Its first sale, in October 2016, saw the highest price that year achieved for a work by Alexis Preller – R7 048 160 for his Profile Figures (Mirrored Image). A world record for a sculpture by Edoardo Villa followed in March 2017, when his Vertical Composition (1958) sold in Cape Town for R1 818 880. The momentum continued in Johannesburg in November 2017, when Aspire achieved another world record of R1 932 560 for a 1970 work by respected Amadlozi alumnus Sydney Kumalo, Mythological Rider. At the same sale, the top lot, Drawing from Mine (Soho with coffee plunger and cup) (1991) by contemporary doyen William Kentridge, sold for R5 456 640, a South African record for a drawing by the artist, and just shy of the world record price, fetched in Paris in 2016. These milestones are seen in the context that, since Aspire has exploded onto the SA auction scene, the secondary art market in the country has increased by 25%, indicating that the company is competing where it set out to be – at the very top end of the country’s art auction market.
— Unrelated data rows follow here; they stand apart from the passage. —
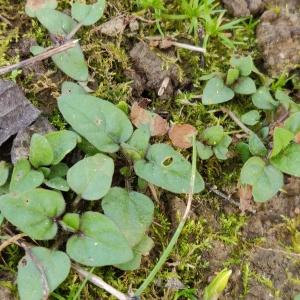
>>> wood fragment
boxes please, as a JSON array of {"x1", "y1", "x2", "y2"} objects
[{"x1": 0, "y1": 39, "x2": 79, "y2": 76}]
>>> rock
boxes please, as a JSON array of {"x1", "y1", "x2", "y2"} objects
[
  {"x1": 11, "y1": 116, "x2": 54, "y2": 164},
  {"x1": 222, "y1": 0, "x2": 264, "y2": 17},
  {"x1": 127, "y1": 42, "x2": 181, "y2": 99},
  {"x1": 0, "y1": 80, "x2": 40, "y2": 147},
  {"x1": 256, "y1": 1, "x2": 300, "y2": 76}
]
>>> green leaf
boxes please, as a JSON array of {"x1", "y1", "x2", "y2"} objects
[
  {"x1": 240, "y1": 157, "x2": 283, "y2": 202},
  {"x1": 25, "y1": 0, "x2": 57, "y2": 17},
  {"x1": 49, "y1": 163, "x2": 69, "y2": 179},
  {"x1": 116, "y1": 235, "x2": 154, "y2": 271},
  {"x1": 102, "y1": 187, "x2": 154, "y2": 247},
  {"x1": 66, "y1": 212, "x2": 133, "y2": 266},
  {"x1": 45, "y1": 177, "x2": 69, "y2": 192},
  {"x1": 284, "y1": 112, "x2": 300, "y2": 134},
  {"x1": 248, "y1": 133, "x2": 268, "y2": 157},
  {"x1": 270, "y1": 127, "x2": 294, "y2": 158},
  {"x1": 61, "y1": 81, "x2": 87, "y2": 95},
  {"x1": 214, "y1": 135, "x2": 232, "y2": 160},
  {"x1": 230, "y1": 56, "x2": 254, "y2": 76},
  {"x1": 10, "y1": 160, "x2": 44, "y2": 193},
  {"x1": 134, "y1": 144, "x2": 205, "y2": 194},
  {"x1": 52, "y1": 44, "x2": 89, "y2": 82},
  {"x1": 226, "y1": 68, "x2": 239, "y2": 85},
  {"x1": 62, "y1": 213, "x2": 80, "y2": 231},
  {"x1": 17, "y1": 247, "x2": 70, "y2": 300},
  {"x1": 252, "y1": 87, "x2": 278, "y2": 110},
  {"x1": 270, "y1": 144, "x2": 300, "y2": 176},
  {"x1": 0, "y1": 161, "x2": 9, "y2": 187},
  {"x1": 204, "y1": 268, "x2": 232, "y2": 300},
  {"x1": 71, "y1": 0, "x2": 105, "y2": 26},
  {"x1": 202, "y1": 126, "x2": 224, "y2": 146},
  {"x1": 58, "y1": 94, "x2": 133, "y2": 153},
  {"x1": 122, "y1": 127, "x2": 151, "y2": 161},
  {"x1": 236, "y1": 142, "x2": 251, "y2": 163},
  {"x1": 202, "y1": 77, "x2": 234, "y2": 105},
  {"x1": 67, "y1": 154, "x2": 114, "y2": 200},
  {"x1": 0, "y1": 188, "x2": 65, "y2": 239},
  {"x1": 241, "y1": 110, "x2": 260, "y2": 126},
  {"x1": 196, "y1": 141, "x2": 213, "y2": 160},
  {"x1": 233, "y1": 77, "x2": 256, "y2": 95},
  {"x1": 45, "y1": 130, "x2": 79, "y2": 165},
  {"x1": 275, "y1": 90, "x2": 300, "y2": 113},
  {"x1": 36, "y1": 9, "x2": 76, "y2": 36},
  {"x1": 29, "y1": 134, "x2": 54, "y2": 168}
]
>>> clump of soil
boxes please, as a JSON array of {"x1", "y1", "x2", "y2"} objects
[
  {"x1": 222, "y1": 0, "x2": 264, "y2": 17},
  {"x1": 256, "y1": 1, "x2": 300, "y2": 76},
  {"x1": 125, "y1": 42, "x2": 181, "y2": 99}
]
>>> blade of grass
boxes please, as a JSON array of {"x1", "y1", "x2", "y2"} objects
[{"x1": 134, "y1": 134, "x2": 198, "y2": 297}]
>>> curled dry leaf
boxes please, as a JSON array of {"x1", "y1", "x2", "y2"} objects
[
  {"x1": 295, "y1": 132, "x2": 300, "y2": 144},
  {"x1": 168, "y1": 124, "x2": 197, "y2": 149},
  {"x1": 238, "y1": 184, "x2": 253, "y2": 214},
  {"x1": 93, "y1": 16, "x2": 129, "y2": 37},
  {"x1": 130, "y1": 102, "x2": 169, "y2": 136}
]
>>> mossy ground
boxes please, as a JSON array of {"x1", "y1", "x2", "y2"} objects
[{"x1": 1, "y1": 0, "x2": 300, "y2": 299}]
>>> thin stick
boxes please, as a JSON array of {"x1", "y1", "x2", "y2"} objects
[
  {"x1": 255, "y1": 245, "x2": 300, "y2": 259},
  {"x1": 148, "y1": 183, "x2": 159, "y2": 203},
  {"x1": 172, "y1": 41, "x2": 206, "y2": 53},
  {"x1": 0, "y1": 233, "x2": 27, "y2": 253},
  {"x1": 221, "y1": 107, "x2": 254, "y2": 135},
  {"x1": 0, "y1": 14, "x2": 12, "y2": 26},
  {"x1": 134, "y1": 135, "x2": 197, "y2": 297},
  {"x1": 0, "y1": 39, "x2": 79, "y2": 76},
  {"x1": 72, "y1": 264, "x2": 131, "y2": 300}
]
Aspire began life in 2016 as a collaboration between some of the country’s most successful entrepreneurial businessmen, and some of its most experienced art industry experts. Those art experts continue to drive the strategy and operations of the company. Managing director and senior art specialist Ruarc Peffers, and fellow directors and senior art specialists Mary-Jane Darroll and Emma Bedford, between them boast some 80 years of hard-won experience and expertise in every part of the art industry, from private and public galleries in curatorial and art dealing capacities, to specialised portfolios in the biggest auction houses in the country. That level of experience means they know exactly how to differentiate Aspire.
Alexis Preller – R7 048 160 for his Profile Figures (Mirrored Image)
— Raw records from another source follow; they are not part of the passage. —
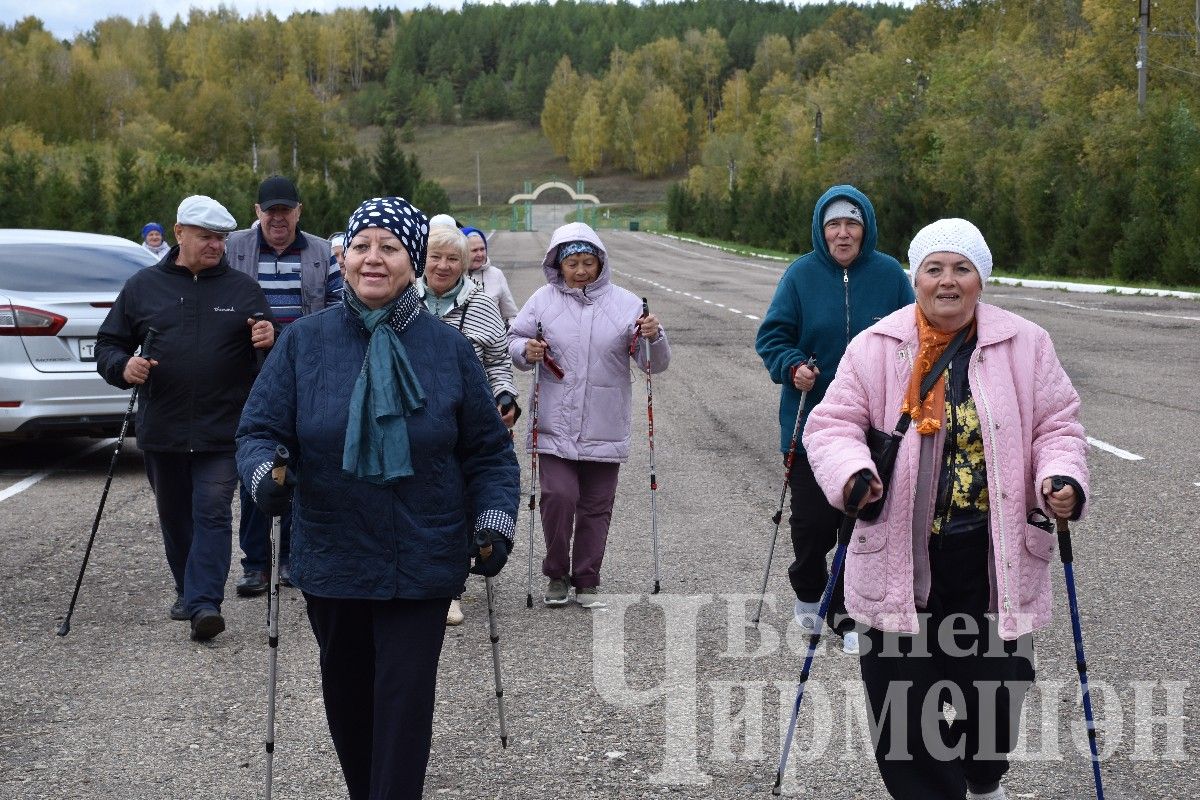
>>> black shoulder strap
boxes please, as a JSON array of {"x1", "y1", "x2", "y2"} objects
[
  {"x1": 458, "y1": 298, "x2": 471, "y2": 332},
  {"x1": 894, "y1": 324, "x2": 973, "y2": 435}
]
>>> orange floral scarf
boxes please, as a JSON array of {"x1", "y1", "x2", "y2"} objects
[{"x1": 901, "y1": 306, "x2": 976, "y2": 435}]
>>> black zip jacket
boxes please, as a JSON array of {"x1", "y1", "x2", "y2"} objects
[{"x1": 96, "y1": 247, "x2": 274, "y2": 452}]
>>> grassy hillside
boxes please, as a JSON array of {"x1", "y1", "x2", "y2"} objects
[{"x1": 356, "y1": 122, "x2": 682, "y2": 206}]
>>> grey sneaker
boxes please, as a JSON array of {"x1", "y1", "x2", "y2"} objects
[
  {"x1": 575, "y1": 587, "x2": 606, "y2": 609},
  {"x1": 544, "y1": 578, "x2": 570, "y2": 606}
]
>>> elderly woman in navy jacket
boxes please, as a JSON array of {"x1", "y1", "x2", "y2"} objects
[{"x1": 236, "y1": 197, "x2": 519, "y2": 800}]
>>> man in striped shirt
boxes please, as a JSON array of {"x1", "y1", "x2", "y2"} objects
[{"x1": 226, "y1": 175, "x2": 341, "y2": 595}]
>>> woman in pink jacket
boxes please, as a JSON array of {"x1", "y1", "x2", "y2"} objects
[
  {"x1": 803, "y1": 219, "x2": 1089, "y2": 800},
  {"x1": 508, "y1": 222, "x2": 670, "y2": 609}
]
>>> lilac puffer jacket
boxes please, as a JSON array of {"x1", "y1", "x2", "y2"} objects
[
  {"x1": 508, "y1": 223, "x2": 670, "y2": 462},
  {"x1": 803, "y1": 303, "x2": 1089, "y2": 640}
]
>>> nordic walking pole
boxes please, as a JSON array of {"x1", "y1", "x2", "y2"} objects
[
  {"x1": 753, "y1": 354, "x2": 816, "y2": 627},
  {"x1": 1032, "y1": 481, "x2": 1105, "y2": 798},
  {"x1": 57, "y1": 327, "x2": 159, "y2": 637},
  {"x1": 525, "y1": 324, "x2": 545, "y2": 609},
  {"x1": 264, "y1": 444, "x2": 290, "y2": 800},
  {"x1": 640, "y1": 298, "x2": 661, "y2": 595},
  {"x1": 773, "y1": 468, "x2": 873, "y2": 796},
  {"x1": 475, "y1": 529, "x2": 509, "y2": 748}
]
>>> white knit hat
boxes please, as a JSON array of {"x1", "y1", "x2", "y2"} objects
[
  {"x1": 428, "y1": 213, "x2": 458, "y2": 229},
  {"x1": 907, "y1": 218, "x2": 992, "y2": 285}
]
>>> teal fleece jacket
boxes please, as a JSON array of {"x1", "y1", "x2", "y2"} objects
[{"x1": 755, "y1": 184, "x2": 914, "y2": 454}]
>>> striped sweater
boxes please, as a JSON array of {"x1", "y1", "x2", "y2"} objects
[{"x1": 416, "y1": 276, "x2": 518, "y2": 401}]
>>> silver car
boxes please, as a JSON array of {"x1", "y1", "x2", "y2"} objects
[{"x1": 0, "y1": 229, "x2": 159, "y2": 439}]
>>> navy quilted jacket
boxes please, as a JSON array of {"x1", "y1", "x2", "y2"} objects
[{"x1": 235, "y1": 303, "x2": 519, "y2": 600}]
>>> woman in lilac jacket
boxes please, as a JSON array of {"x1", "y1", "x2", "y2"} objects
[
  {"x1": 508, "y1": 222, "x2": 670, "y2": 609},
  {"x1": 803, "y1": 219, "x2": 1089, "y2": 800}
]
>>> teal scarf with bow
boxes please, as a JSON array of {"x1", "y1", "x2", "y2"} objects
[{"x1": 342, "y1": 284, "x2": 425, "y2": 484}]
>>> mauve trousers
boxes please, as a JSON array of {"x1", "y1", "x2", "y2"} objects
[{"x1": 538, "y1": 453, "x2": 620, "y2": 589}]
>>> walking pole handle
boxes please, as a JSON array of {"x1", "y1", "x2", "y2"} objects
[
  {"x1": 271, "y1": 445, "x2": 290, "y2": 488},
  {"x1": 838, "y1": 469, "x2": 875, "y2": 545},
  {"x1": 475, "y1": 528, "x2": 493, "y2": 561},
  {"x1": 1049, "y1": 476, "x2": 1074, "y2": 564},
  {"x1": 141, "y1": 327, "x2": 159, "y2": 358}
]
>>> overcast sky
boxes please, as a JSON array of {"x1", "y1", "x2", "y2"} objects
[{"x1": 2, "y1": 0, "x2": 916, "y2": 43}]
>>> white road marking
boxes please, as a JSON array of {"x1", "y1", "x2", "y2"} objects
[
  {"x1": 612, "y1": 269, "x2": 763, "y2": 323},
  {"x1": 0, "y1": 438, "x2": 118, "y2": 503},
  {"x1": 1086, "y1": 436, "x2": 1144, "y2": 461},
  {"x1": 633, "y1": 234, "x2": 786, "y2": 274},
  {"x1": 1010, "y1": 296, "x2": 1200, "y2": 323}
]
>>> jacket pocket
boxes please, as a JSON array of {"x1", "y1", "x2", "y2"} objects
[
  {"x1": 845, "y1": 525, "x2": 887, "y2": 602},
  {"x1": 1018, "y1": 523, "x2": 1055, "y2": 605},
  {"x1": 581, "y1": 384, "x2": 626, "y2": 443}
]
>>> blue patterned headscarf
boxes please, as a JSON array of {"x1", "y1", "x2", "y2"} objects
[
  {"x1": 557, "y1": 240, "x2": 599, "y2": 264},
  {"x1": 341, "y1": 196, "x2": 429, "y2": 484},
  {"x1": 346, "y1": 196, "x2": 429, "y2": 277}
]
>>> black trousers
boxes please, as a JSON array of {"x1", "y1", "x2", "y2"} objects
[
  {"x1": 305, "y1": 594, "x2": 451, "y2": 800},
  {"x1": 859, "y1": 531, "x2": 1035, "y2": 799},
  {"x1": 786, "y1": 455, "x2": 850, "y2": 633}
]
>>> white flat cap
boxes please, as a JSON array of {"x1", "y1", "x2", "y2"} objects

“From the very beginning we had a vision for the company that was driven by top-line growth and bottom-line performance, but that also had a strong ethical and value-driven underpinning,” says Peffers. “What we believe makes us different is twofold: firstly by placing the best quality fine art at the centre of everything we do, and secondly by bringing diversity and inclusivity to all our dealings.”
Aspire puts much store by its expert focus on the different market segments – historic, modern and contemporary art. But the approach is focused and tailored. “The established parts of the market attract much competition for high quality works,” continues Peffers. “Artists like Irma Stern, JH Pierneef and Gerard Sekoto are on the international auction market radar, and we don’t take our eye off the prize of these top works. But our expertise and market focus has to extend beyond this. We believe strongly in our efforts to diversify by educating and growing new and potential buyers in the different segments. We view art, sustainability and the development of the industry as pillars of what we do. To those ends we have established our ARR initiative, pioneering it in South Africa.”
Aspire’s Artist’s Resale Rights (ARR) initiative is the only one of its kind in the country. The company undertakes, entirely at its own cost, to pay royalties to living South African artists whose work sells on its auctions. The royalty amounts are calculated on a sliding scale in line with best practice in established EU markets and the UK. Currently the South African government has legislation pending to cater for visual art royalties, but it has not been passed into law for some years.
“The impetus behind our ARR initiative is our firm belief in placing art, sustainability, and the development of the industry at our core,” says Peffers. “We are committed to the ongoing growth of the practitioners and the professionals that have made this market what it is today, and we believe that paying royalties to living artists can make a contribution to the sustainbility of art as a practice and a way of life in the country.
The fact that we fund these royalty payments ourselves, and administer their collection at our own cost, testifies to that commitment. We are ethical in all our dealings; and place integrity and transparency at the heart of our interactions with sellers, buyers, artists and all role players in our industry. It’s the only way we see ourselves, and our industry, developing and thriving,” Peffers concludes.